Describe how to load data and pre-processing is performed

Assignment Help Computer Engineering
Reference no: EM132313891 , Length: word count:2000

Introduction to Data Science Assignment -

The purpose of this data analysis report is to demonstrate your data processing skills and your ability to analyse real-world data. It helps to develop a deeper understanding of the importance of data and information in business.

Assignment Task - A research team planned to study Australian road transport crash fatalities from 2010 to 2018 (inclusive). As a team member, you were given the dataset about Australian Road Death Fatalities, and were requested to analyse the data and prepare a report about your work and findings.

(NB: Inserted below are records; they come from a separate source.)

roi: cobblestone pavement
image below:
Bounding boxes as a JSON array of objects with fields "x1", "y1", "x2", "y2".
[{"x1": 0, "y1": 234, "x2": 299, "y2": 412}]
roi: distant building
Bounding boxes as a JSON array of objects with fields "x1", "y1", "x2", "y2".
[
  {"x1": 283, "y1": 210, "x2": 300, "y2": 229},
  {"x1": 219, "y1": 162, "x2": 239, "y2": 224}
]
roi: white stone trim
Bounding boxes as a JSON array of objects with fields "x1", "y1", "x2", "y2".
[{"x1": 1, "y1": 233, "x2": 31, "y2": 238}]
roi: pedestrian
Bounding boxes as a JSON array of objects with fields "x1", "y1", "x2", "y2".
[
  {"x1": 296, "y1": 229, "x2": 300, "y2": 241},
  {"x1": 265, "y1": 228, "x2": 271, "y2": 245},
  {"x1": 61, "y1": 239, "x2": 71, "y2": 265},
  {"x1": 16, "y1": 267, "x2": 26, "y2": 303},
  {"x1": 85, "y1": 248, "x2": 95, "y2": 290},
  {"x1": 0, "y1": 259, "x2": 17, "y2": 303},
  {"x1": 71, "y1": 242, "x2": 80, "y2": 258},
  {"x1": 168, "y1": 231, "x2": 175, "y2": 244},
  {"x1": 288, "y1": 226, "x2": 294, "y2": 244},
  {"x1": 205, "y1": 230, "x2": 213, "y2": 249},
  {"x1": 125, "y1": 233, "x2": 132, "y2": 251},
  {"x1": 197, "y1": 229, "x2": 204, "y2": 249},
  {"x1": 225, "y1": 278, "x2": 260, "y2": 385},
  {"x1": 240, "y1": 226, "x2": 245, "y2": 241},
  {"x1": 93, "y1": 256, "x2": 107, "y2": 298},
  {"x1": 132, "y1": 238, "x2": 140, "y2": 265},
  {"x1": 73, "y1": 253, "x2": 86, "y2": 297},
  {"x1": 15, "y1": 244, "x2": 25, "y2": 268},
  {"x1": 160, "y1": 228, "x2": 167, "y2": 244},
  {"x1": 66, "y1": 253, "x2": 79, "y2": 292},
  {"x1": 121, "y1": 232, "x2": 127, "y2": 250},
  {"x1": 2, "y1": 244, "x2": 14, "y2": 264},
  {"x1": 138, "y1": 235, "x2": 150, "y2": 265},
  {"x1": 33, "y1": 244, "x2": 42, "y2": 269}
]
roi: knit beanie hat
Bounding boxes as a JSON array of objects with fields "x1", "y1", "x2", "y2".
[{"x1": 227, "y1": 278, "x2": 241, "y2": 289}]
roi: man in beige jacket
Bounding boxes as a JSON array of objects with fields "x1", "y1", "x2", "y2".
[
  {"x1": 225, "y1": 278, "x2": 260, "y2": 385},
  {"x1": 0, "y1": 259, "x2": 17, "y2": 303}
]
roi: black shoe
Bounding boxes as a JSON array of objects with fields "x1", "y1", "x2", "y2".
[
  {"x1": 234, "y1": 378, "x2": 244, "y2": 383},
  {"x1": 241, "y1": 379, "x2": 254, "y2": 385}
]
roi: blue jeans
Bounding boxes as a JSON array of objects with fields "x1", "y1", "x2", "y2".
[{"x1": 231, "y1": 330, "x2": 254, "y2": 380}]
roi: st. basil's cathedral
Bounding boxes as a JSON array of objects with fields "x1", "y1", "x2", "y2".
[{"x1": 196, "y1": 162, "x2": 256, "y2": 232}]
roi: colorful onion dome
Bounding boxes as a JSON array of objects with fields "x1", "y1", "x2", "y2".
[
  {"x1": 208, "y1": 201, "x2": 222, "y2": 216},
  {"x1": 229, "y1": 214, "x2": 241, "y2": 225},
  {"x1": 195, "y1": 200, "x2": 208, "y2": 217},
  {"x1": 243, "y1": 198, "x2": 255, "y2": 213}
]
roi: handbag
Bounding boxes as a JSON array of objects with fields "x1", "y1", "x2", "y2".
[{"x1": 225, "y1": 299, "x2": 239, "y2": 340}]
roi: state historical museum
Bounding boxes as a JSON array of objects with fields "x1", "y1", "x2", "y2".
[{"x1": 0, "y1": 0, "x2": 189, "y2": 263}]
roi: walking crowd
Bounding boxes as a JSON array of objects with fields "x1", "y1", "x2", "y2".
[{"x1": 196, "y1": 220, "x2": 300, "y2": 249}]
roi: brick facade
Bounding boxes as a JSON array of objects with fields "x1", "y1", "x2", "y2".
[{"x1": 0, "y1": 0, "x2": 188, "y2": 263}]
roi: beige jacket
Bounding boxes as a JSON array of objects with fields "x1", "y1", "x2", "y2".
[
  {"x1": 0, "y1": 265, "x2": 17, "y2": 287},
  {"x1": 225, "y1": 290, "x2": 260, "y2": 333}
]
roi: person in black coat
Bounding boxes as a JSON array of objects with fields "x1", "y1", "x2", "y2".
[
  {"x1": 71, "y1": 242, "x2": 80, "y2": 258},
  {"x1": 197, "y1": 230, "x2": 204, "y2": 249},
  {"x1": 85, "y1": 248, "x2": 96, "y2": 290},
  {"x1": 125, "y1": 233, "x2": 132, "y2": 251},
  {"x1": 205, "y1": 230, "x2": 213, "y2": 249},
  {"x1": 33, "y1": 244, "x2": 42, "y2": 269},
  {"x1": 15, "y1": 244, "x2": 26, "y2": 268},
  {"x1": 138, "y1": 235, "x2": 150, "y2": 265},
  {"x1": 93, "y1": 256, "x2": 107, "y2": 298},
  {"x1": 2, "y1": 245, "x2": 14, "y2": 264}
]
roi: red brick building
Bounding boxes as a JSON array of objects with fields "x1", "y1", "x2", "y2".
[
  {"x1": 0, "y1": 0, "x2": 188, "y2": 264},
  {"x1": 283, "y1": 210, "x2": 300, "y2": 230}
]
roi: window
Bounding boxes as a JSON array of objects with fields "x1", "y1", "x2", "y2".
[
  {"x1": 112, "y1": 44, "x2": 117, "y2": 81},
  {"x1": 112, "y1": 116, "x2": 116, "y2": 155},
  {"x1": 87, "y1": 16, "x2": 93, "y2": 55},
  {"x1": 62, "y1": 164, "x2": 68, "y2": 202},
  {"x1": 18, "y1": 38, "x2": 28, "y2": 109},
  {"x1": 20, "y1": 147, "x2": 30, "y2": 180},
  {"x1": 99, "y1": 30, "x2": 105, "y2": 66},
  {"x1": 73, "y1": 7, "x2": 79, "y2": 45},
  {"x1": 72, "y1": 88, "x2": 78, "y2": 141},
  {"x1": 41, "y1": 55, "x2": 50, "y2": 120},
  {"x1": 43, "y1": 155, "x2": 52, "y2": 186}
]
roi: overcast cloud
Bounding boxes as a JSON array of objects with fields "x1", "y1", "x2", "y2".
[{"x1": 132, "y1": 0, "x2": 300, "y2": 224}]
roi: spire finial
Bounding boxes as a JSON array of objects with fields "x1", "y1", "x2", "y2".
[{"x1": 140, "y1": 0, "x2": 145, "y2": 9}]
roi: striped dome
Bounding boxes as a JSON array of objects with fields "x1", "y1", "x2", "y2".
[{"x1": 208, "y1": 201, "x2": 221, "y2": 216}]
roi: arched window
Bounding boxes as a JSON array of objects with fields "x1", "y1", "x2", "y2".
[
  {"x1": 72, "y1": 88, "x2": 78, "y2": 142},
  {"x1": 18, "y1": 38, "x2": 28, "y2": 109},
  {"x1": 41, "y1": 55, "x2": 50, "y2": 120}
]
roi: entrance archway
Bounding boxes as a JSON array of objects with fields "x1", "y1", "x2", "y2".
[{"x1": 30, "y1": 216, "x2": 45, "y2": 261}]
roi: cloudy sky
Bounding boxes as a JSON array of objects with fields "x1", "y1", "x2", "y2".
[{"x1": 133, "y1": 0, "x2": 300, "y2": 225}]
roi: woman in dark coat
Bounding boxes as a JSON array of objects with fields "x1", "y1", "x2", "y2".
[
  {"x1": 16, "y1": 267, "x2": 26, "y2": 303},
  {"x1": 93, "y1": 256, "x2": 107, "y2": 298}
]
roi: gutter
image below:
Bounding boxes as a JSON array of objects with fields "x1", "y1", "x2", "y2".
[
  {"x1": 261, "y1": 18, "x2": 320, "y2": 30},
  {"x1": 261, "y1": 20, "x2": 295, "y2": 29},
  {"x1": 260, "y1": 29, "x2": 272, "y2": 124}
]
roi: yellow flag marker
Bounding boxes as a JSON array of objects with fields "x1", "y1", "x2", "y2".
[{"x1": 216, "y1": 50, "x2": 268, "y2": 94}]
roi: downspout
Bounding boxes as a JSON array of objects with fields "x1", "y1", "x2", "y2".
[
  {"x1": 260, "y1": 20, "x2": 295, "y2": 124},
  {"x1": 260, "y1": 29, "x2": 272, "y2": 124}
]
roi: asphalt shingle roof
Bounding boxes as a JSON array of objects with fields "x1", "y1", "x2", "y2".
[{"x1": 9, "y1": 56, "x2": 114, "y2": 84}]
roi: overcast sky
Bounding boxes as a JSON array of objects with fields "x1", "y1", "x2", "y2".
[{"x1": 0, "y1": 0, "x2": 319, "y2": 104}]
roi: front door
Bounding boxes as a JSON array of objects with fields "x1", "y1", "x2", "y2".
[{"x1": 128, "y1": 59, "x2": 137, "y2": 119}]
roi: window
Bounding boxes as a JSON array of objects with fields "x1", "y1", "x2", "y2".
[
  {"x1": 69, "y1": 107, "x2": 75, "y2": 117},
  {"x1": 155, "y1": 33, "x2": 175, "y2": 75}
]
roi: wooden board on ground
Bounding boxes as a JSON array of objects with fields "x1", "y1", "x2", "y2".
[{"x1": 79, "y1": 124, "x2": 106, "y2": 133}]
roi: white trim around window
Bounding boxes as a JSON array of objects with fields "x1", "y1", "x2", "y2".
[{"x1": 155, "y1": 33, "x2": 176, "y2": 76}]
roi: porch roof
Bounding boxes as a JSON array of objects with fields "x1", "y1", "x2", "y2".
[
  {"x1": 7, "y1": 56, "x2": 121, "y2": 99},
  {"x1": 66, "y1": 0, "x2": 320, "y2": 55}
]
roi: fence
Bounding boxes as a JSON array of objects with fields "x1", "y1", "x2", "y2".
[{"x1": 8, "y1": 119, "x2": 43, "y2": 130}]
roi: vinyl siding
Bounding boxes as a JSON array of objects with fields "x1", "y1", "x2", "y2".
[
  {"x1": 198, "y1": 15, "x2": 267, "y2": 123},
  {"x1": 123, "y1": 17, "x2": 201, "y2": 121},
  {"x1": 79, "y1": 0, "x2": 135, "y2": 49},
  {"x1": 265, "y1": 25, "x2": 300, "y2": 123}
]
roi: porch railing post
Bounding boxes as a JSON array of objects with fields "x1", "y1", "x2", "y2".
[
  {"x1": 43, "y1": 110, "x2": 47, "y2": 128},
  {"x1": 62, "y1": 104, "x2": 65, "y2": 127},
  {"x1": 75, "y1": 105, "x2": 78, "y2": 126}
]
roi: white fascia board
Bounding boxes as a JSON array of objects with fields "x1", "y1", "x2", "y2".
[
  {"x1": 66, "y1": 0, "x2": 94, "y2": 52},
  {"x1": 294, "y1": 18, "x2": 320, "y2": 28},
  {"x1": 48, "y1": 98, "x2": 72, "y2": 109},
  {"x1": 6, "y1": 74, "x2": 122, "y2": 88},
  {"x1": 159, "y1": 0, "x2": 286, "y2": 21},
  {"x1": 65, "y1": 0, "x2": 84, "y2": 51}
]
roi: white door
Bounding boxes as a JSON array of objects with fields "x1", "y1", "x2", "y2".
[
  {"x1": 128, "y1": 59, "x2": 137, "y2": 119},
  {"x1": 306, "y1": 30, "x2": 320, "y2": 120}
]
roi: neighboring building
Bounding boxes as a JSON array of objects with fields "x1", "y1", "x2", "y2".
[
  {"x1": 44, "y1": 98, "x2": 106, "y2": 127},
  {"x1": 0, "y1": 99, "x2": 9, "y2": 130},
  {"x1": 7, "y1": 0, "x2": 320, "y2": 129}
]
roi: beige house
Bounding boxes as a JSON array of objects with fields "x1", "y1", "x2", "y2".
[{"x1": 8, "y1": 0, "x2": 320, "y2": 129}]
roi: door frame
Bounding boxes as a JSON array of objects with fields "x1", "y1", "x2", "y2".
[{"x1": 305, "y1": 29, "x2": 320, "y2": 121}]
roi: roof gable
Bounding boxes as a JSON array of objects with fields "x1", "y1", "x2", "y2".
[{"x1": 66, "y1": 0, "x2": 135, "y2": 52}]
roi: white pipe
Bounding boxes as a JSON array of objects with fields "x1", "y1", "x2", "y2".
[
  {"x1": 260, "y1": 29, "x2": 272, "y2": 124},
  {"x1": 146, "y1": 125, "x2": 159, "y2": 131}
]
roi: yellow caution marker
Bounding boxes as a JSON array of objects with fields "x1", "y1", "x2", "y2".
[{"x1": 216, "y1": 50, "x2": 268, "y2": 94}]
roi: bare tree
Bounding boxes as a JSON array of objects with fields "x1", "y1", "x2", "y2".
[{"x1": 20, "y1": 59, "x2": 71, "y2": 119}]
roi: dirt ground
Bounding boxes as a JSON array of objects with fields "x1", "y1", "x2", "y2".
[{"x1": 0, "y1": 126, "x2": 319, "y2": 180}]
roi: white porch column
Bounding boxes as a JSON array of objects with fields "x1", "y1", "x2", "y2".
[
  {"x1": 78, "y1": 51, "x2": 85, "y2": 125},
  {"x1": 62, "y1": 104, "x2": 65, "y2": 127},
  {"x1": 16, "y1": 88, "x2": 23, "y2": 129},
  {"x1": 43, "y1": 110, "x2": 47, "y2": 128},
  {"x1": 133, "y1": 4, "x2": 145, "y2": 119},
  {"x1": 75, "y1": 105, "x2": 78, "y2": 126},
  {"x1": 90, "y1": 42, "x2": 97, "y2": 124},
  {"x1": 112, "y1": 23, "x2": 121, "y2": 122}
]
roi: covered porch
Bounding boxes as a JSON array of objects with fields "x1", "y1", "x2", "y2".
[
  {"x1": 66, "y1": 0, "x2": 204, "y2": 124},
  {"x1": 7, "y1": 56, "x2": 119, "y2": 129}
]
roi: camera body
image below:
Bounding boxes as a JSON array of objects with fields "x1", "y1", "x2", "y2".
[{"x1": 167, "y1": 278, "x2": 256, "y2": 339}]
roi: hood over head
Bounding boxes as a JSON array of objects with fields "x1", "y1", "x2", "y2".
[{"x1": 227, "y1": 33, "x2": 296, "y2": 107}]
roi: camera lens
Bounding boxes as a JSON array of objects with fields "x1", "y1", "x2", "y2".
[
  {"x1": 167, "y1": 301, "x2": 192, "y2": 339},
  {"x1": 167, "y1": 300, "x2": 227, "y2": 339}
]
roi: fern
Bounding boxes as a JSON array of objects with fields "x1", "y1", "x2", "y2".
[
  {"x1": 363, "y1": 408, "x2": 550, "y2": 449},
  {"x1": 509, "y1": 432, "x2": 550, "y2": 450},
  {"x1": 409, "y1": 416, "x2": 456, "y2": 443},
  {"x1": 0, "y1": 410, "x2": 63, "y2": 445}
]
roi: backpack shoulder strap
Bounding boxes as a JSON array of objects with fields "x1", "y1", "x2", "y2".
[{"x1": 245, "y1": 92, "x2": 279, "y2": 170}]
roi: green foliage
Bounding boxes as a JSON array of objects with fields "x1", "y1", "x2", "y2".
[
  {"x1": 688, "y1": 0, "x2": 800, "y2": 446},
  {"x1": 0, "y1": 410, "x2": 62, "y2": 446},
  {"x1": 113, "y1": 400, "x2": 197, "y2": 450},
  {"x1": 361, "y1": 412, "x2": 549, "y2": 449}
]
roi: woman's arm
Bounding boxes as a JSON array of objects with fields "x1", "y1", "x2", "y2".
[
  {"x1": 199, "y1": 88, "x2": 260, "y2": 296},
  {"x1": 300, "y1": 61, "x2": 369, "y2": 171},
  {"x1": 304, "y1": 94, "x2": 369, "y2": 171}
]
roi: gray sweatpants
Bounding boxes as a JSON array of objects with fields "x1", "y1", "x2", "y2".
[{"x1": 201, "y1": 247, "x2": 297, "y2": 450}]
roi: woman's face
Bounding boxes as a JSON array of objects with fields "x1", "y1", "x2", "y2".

The dataset can be downloaded from Blackboard or the above website. The dataset contains basic demographic and crash details of Australian road crashes between 1989 and 2019. As the team does not have any specific goal for the analysis, you have the freedom to explore the data, and dig out anything you feel interesting or significant. However, you are to limit your research and analysis to the years 2010 to 2018.

The potential audiences include other researchers, business representatives, and government agencies. They may have limited ICT or mathematical knowledge.

To prepare the report, please include the following sections:

1. Introduction

Provide an introduction to the problem. Include background material as appropriate: who cares about this problem, what impact it has, where does the data come from, what are the dimensions and structures of the data.

2. Data Setup

Describe how to load the data, and how the pre-processing is performed.

The original dataset is not ready for analysis and it is different from the data forms that we are familiar with in previous practices. This means we need to do some pre-processing, either for the whole dataset, or for a subset of the dataset required for each sub task described later.

Once you have some ideas of exploratory or advanced analysis, you need to adjust the form of dataset. This can be achieved either by manipulating records in R by transposition or subsetting, or with other tools (e.g. notepad or excel) before reading them into R. Please explain your solution in this section.

3. Exploratory Data Analysis

3.1 - One-variable analysis - One-variable analysis studies one variable (one row or one column) each time. For example, we can select a particular Australian state or year to get a column of numbers and the histogram can be used.

Perform 2 one-variable analyses. Plot one graph for each variable. Explain the finding for each graph.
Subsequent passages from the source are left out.